Arbeit und Wirtschaft

Ideen und Anregungen zur Arbeit und Wirtschaft in Niedersachsen nehme ich regelmäßig bei Besuchen von Unternehmen mit in meinem roten Rucksack:

 

Corona Wirtschaftshilfen 2020:

Viele Unternehmen, Selbstständige, Vereine, Kulturschaffende und Einrichtungen waren in diesem Jahr plötzlich mit teils extremen Einnahmeverlusten konfrontiert. Um sie zu unterstützen, haben Bund und Länder enorme finanzielle Mittel bereitgestellt. Allein bis zum 15.5.2020 waren in den Landkreis Verden mehr als 11 Millionen Euro Corona-Soforthilfen geflossen, die bis Ende Mai beantragt werden konnten.
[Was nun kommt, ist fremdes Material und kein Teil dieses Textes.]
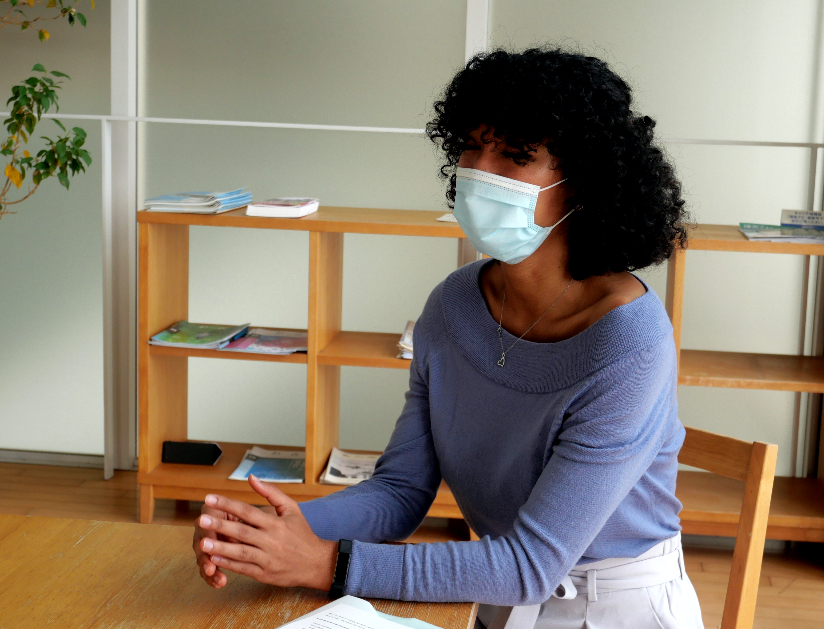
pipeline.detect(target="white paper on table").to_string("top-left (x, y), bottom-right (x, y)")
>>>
top-left (283, 596), bottom-right (448, 629)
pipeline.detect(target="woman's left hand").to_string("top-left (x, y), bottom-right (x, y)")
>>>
top-left (200, 476), bottom-right (338, 590)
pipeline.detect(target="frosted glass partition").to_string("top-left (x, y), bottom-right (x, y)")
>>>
top-left (0, 2), bottom-right (110, 455)
top-left (138, 0), bottom-right (466, 449)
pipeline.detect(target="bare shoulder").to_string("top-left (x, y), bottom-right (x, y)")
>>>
top-left (588, 272), bottom-right (647, 323)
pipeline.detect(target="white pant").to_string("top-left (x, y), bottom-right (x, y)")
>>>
top-left (475, 535), bottom-right (704, 629)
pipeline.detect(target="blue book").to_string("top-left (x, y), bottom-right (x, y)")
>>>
top-left (143, 188), bottom-right (252, 214)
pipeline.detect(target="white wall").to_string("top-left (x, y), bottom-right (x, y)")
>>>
top-left (0, 2), bottom-right (109, 454)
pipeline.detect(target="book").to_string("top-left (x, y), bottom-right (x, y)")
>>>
top-left (738, 223), bottom-right (824, 244)
top-left (283, 595), bottom-right (439, 629)
top-left (246, 197), bottom-right (320, 218)
top-left (320, 447), bottom-right (381, 485)
top-left (229, 446), bottom-right (306, 483)
top-left (221, 328), bottom-right (308, 355)
top-left (143, 188), bottom-right (252, 214)
top-left (781, 210), bottom-right (824, 229)
top-left (149, 321), bottom-right (249, 349)
top-left (398, 321), bottom-right (415, 359)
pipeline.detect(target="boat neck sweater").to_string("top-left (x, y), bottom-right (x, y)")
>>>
top-left (300, 260), bottom-right (684, 605)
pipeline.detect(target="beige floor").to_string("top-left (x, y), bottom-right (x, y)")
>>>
top-left (0, 456), bottom-right (824, 629)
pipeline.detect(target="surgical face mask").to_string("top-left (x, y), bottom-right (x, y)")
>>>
top-left (454, 168), bottom-right (578, 264)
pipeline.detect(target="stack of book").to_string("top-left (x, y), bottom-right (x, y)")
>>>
top-left (738, 210), bottom-right (824, 245)
top-left (398, 321), bottom-right (415, 359)
top-left (143, 188), bottom-right (252, 214)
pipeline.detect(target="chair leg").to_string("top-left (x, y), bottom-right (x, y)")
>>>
top-left (140, 485), bottom-right (154, 524)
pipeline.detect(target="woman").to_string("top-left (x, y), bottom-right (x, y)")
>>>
top-left (194, 49), bottom-right (702, 629)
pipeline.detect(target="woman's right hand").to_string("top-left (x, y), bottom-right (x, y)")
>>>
top-left (192, 504), bottom-right (277, 589)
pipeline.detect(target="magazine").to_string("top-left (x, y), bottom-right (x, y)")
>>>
top-left (222, 328), bottom-right (308, 354)
top-left (149, 321), bottom-right (249, 349)
top-left (398, 321), bottom-right (415, 359)
top-left (229, 446), bottom-right (306, 483)
top-left (246, 197), bottom-right (320, 218)
top-left (738, 223), bottom-right (824, 244)
top-left (320, 448), bottom-right (381, 485)
top-left (781, 210), bottom-right (824, 229)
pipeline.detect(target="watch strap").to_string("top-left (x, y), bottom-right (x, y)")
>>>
top-left (329, 539), bottom-right (352, 600)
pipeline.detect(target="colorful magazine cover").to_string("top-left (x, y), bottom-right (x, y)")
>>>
top-left (223, 328), bottom-right (308, 354)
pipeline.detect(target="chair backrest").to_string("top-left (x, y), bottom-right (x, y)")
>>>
top-left (678, 428), bottom-right (778, 629)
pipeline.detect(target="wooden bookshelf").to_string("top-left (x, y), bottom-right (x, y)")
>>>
top-left (138, 207), bottom-right (824, 541)
top-left (137, 207), bottom-right (463, 522)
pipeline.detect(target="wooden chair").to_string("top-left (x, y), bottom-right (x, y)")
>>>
top-left (678, 428), bottom-right (778, 629)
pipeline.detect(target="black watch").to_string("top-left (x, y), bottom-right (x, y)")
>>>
top-left (329, 539), bottom-right (352, 600)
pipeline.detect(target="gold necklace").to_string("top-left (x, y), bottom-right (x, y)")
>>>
top-left (498, 280), bottom-right (572, 367)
Fortsetzung folgte: Für die Monate danach gab es die Überbrückungshilfe I. Die Überbrückungshilfe II ist ein Zuschuss der für die Monate September bis Dezember 2020, der noch bis 31.01.2021 beantragt werden kann. Dazu und auch zur November- und Dezemberhilfe sowie der Überbrückungshilfe III mit Neustarthilfe für Solo-Selbstständige gibt es weitere Informationen unter www.ueberbrueckungshilfe-unternehmen.de 

Natürlich passt nicht jedes Programm für jeden. Aber gerade in schwierigen Zeiten ist es wichtig, alle Fördermöglichkeiten zu nutzen! Seit März stehe ich gern mit Rat und Tat zur Seite, wenn es Probleme bei der Antragstellung gibt oder irgendwo „hakt“. 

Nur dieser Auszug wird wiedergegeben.